Bilder im kollektiven Unterbewusstsein

Dem Schrecken des 11. September zum Trotz hat sich die Mehrheit der Amerikaner ihre stolze Demokratie nicht zerbomben lassen.

Noch immer gilt das Versprechen der New Yorker Freiheitsstatue, die allen Menschen, unabhängig von Rasse und Religion, verheißt, ein Land zu betreten, das einem Jeden Freiheit und Gerechtigkeit garantiert. Der Westen, das gilt auch für Deutschland, hat diese Werte verteidigt, aber sie niemals in Frage gestellt.

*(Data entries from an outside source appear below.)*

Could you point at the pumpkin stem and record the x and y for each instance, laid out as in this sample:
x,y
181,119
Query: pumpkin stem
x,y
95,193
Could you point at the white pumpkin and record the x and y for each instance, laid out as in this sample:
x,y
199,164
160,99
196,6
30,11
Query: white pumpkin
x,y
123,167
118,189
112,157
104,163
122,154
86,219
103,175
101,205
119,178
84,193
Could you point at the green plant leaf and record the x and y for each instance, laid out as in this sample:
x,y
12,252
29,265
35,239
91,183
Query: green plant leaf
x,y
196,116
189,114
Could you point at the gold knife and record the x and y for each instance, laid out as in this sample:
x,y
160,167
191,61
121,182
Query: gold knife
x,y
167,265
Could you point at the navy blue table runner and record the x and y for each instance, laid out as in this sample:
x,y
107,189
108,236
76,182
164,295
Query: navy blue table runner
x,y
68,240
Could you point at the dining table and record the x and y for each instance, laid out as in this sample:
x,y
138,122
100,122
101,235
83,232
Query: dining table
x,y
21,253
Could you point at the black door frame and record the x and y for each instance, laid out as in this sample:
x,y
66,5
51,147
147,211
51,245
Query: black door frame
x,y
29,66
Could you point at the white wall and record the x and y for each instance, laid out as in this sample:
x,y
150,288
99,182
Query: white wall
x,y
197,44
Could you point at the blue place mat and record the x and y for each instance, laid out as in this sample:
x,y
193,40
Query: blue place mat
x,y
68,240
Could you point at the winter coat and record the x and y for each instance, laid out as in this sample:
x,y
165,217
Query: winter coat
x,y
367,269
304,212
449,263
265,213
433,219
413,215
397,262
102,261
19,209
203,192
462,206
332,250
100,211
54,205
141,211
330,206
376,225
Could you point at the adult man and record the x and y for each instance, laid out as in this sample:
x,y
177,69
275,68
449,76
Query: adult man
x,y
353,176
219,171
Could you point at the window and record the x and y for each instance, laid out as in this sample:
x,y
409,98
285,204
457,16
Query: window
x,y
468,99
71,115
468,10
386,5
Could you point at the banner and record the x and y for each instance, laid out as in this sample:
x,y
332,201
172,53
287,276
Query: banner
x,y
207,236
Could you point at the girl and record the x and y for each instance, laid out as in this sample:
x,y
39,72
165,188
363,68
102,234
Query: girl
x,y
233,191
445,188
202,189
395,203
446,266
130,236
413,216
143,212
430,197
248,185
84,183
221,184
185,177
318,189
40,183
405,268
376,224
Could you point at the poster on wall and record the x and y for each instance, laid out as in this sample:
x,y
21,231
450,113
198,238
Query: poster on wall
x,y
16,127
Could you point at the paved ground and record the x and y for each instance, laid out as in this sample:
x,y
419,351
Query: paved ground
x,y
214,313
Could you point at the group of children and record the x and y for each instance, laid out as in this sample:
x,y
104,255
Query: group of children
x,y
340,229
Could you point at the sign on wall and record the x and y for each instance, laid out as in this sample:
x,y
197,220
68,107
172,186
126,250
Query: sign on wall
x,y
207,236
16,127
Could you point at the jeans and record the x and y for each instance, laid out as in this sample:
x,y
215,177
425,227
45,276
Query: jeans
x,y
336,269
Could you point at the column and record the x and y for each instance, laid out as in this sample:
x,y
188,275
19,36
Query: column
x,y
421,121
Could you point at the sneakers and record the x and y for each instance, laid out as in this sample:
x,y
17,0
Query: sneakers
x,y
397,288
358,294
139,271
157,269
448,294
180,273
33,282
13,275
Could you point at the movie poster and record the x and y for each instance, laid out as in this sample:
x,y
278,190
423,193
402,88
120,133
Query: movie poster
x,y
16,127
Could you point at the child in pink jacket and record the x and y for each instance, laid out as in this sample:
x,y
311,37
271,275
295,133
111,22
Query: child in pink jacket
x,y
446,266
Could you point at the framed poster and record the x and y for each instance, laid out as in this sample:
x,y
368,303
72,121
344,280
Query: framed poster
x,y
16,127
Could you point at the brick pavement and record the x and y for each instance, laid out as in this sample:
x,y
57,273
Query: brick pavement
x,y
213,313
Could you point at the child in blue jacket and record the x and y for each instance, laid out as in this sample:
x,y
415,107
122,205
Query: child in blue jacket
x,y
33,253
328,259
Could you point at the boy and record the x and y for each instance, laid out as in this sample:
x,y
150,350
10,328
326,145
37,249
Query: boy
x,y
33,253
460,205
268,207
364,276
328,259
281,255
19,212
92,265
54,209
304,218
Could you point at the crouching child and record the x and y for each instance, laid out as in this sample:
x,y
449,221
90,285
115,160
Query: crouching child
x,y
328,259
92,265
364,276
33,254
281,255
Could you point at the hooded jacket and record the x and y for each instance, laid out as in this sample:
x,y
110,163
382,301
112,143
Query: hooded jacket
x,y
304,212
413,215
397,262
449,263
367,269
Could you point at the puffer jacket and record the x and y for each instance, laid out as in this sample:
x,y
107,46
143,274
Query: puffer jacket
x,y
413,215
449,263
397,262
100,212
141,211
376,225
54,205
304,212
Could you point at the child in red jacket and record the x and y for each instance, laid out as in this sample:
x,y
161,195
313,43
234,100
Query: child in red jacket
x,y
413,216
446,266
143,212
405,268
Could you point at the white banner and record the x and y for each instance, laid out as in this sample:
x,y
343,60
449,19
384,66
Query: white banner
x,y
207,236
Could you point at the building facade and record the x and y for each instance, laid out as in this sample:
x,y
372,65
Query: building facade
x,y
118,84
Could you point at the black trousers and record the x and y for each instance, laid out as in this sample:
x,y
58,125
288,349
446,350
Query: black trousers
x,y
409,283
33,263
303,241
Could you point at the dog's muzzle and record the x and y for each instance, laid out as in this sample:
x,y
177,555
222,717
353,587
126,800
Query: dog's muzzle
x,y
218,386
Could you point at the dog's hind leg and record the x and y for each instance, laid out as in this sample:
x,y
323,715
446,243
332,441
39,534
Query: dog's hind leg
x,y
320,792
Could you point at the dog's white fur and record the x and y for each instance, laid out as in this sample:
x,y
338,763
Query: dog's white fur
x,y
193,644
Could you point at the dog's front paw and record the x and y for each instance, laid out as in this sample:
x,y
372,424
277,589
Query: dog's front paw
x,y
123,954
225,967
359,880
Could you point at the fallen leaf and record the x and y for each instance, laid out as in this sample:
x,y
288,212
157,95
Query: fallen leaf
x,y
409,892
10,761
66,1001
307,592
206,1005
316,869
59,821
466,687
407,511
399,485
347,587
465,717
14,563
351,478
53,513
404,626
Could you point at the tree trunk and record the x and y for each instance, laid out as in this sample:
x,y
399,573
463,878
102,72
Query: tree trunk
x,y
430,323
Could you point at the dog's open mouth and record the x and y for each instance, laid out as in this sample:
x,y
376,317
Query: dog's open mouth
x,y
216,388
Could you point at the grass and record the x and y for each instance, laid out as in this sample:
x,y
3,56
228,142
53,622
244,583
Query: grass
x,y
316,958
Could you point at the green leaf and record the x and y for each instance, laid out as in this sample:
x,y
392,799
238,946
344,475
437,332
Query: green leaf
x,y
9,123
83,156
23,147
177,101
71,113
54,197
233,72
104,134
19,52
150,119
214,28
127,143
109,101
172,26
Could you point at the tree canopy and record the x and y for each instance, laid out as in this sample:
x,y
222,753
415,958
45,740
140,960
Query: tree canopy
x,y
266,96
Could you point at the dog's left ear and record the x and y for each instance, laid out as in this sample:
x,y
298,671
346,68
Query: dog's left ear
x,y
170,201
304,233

Auch ohne die Endlosschleife der TV-Dokumentationen, die zum Jahrestag die Fernsehkanäle überladen, haben sich die Bilder der einstürzenden Doppeltürme des World Trade Centers schon lange im kollektiven Unterbewusstsein eingenistet.


Eine neue Form des Terrors

Am 11. September begann auch eine neue Form des Terrors, bei der die Macht der Bilder eine mindestens ebenso große Rolle spielte wie die Zahl der Toten. Osama bin Ladens Propagandabotschaft: Es reicht aus, vier Flugzeuge abstürzen zu lassen, um eine Weltmacht ins Wanken zu bringen. In zahllosen Videos inszenierte er sich als der kommende Scheich der muslimischen Revolution, der die Rechtgläubigen gegen die Kreuzritter ins Feld führte.

Doch bin Laden war nicht das wahre Gesicht des Islams. Das zeigt sich erst jetzt in Tunesien, Ägypten und Libyen. Auch in Arabien sehnen sich die Menschen wie überall auf der Welt nach Freiheit und Wohlstand und eben nicht nach einem engstirnigen Gottesstaat.

So ist die aktuelle Rebellion gegen Diktatoren und Hassprediger der wichtigste Sieg im Kampf gegen den Terror. Bin Laden ist für seine Taten zur Rechenschaft gezogen worden. Wenn es aber um Gerechtigkeit für Staaten und Völker geht, wird diese nicht mit Waffen herbeigeführt werden, sondern nur durch die Kraft der besseren Argumente und Ideen für ein friedliches Zusammenleben.

Johannes Rau hat Recht behalten

Der verstorbene Bundespräsident Johannes Rau hatte schon drei Tage nach dem Anschlag in einer großen, unzeitgemäßen Rede gemahnt: „Hass darf uns nicht zum Hass verführen. Hass blendet.“

Er hat Recht behalten.

Das Gedenken an diesem Wochenende rückt oft den Ablauf der Tat in den Mittelpunkt. Damit erweist man den Terroristen zu viel Aufmerksamkeit. Sie waren Mörder, nichts sonst.


Zehn Jahre nach dem 11. September bleiben mir ganz andere Menschen als bin Laden oder seine Schergen in Erinnerung: Es sind die Feuerwehrleute, die in die brennenden Doppeltürme stürmten. Hinauf, in das Feuer.